|Chen Qian1,2||Xiao Sun1||Yichen Wei1||Xiaoou Tang2||Jian Sun1|
|Visual Computing Group||Multimedia Laboratory|
|1Microsoft Research Asia||2Chinese University of Hong Kong|
We present a realtime hand tracking system using a depth sensor. It tracks a fully articulated hand under large viewpoints in realtime (25 FPS on a desktop without using a GPU) and with high accuracy (error below 10 mm). To our knowledge, it is the first system that achieves such robustness, accuracy, and speed simultaneously, as verified on challenging real data.
Our system is made of several novel techniques. We model a hand simply using a number of spheres and define a fast cost function.
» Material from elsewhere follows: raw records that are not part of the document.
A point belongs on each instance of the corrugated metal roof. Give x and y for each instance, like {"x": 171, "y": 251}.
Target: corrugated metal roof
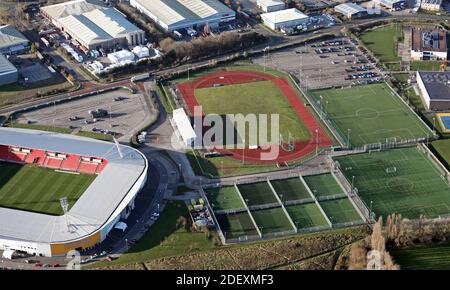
{"x": 86, "y": 30}
{"x": 173, "y": 11}
{"x": 6, "y": 66}
{"x": 98, "y": 204}
{"x": 284, "y": 15}
{"x": 10, "y": 36}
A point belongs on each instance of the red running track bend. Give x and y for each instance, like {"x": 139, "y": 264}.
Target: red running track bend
{"x": 302, "y": 148}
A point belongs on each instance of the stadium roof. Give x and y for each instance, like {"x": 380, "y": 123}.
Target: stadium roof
{"x": 173, "y": 11}
{"x": 349, "y": 8}
{"x": 429, "y": 40}
{"x": 91, "y": 23}
{"x": 103, "y": 199}
{"x": 6, "y": 66}
{"x": 437, "y": 85}
{"x": 268, "y": 3}
{"x": 10, "y": 36}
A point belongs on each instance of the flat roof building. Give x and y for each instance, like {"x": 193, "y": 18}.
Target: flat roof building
{"x": 393, "y": 4}
{"x": 434, "y": 90}
{"x": 431, "y": 5}
{"x": 428, "y": 44}
{"x": 8, "y": 72}
{"x": 173, "y": 15}
{"x": 270, "y": 5}
{"x": 12, "y": 41}
{"x": 94, "y": 26}
{"x": 351, "y": 10}
{"x": 287, "y": 18}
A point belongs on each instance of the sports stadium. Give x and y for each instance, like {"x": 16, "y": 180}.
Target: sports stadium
{"x": 99, "y": 181}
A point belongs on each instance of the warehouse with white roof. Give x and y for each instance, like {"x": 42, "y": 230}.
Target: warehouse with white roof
{"x": 8, "y": 73}
{"x": 351, "y": 10}
{"x": 284, "y": 18}
{"x": 93, "y": 26}
{"x": 173, "y": 15}
{"x": 12, "y": 41}
{"x": 108, "y": 199}
{"x": 270, "y": 5}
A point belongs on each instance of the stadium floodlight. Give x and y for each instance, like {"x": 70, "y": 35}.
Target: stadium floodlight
{"x": 65, "y": 207}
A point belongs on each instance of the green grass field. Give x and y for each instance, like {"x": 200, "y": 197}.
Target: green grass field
{"x": 37, "y": 189}
{"x": 306, "y": 215}
{"x": 236, "y": 225}
{"x": 383, "y": 41}
{"x": 257, "y": 193}
{"x": 340, "y": 211}
{"x": 272, "y": 220}
{"x": 224, "y": 198}
{"x": 427, "y": 257}
{"x": 261, "y": 97}
{"x": 442, "y": 147}
{"x": 415, "y": 189}
{"x": 323, "y": 185}
{"x": 373, "y": 113}
{"x": 290, "y": 189}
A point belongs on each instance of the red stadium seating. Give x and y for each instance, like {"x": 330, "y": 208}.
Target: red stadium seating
{"x": 41, "y": 158}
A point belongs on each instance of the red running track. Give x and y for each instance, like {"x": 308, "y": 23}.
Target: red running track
{"x": 302, "y": 148}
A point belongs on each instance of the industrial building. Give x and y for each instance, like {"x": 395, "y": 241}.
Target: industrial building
{"x": 8, "y": 73}
{"x": 284, "y": 19}
{"x": 93, "y": 26}
{"x": 393, "y": 4}
{"x": 434, "y": 90}
{"x": 107, "y": 202}
{"x": 173, "y": 15}
{"x": 428, "y": 44}
{"x": 12, "y": 41}
{"x": 184, "y": 127}
{"x": 431, "y": 5}
{"x": 270, "y": 5}
{"x": 351, "y": 10}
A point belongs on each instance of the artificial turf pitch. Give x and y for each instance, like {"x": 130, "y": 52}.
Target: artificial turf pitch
{"x": 31, "y": 188}
{"x": 323, "y": 185}
{"x": 306, "y": 215}
{"x": 340, "y": 211}
{"x": 224, "y": 198}
{"x": 414, "y": 189}
{"x": 236, "y": 225}
{"x": 370, "y": 114}
{"x": 257, "y": 193}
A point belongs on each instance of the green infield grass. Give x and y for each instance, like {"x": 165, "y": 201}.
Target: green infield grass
{"x": 323, "y": 185}
{"x": 306, "y": 215}
{"x": 371, "y": 114}
{"x": 31, "y": 188}
{"x": 400, "y": 181}
{"x": 261, "y": 97}
{"x": 224, "y": 198}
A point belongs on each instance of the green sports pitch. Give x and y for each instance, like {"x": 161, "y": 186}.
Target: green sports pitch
{"x": 260, "y": 97}
{"x": 400, "y": 181}
{"x": 31, "y": 188}
{"x": 370, "y": 114}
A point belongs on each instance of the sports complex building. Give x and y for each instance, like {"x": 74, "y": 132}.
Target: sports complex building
{"x": 171, "y": 15}
{"x": 118, "y": 173}
{"x": 93, "y": 26}
{"x": 434, "y": 88}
Those are critical for realtime performance. We propose a hybrid method that combines gradient based and stochastic optimization methods to achieve fast convergence and good accuracy. We present new finger detection and hand initialization methods that greatly enhance the robustness of tracking.
The paper and the database have been slightly changed on 5/28/2014 due to a minor bug we found later after the official submission. The error statistics in the paper now are slightly different from the official CVPR version, but mostly consistent. Please use our updated version and we're sorry for any confusion caused.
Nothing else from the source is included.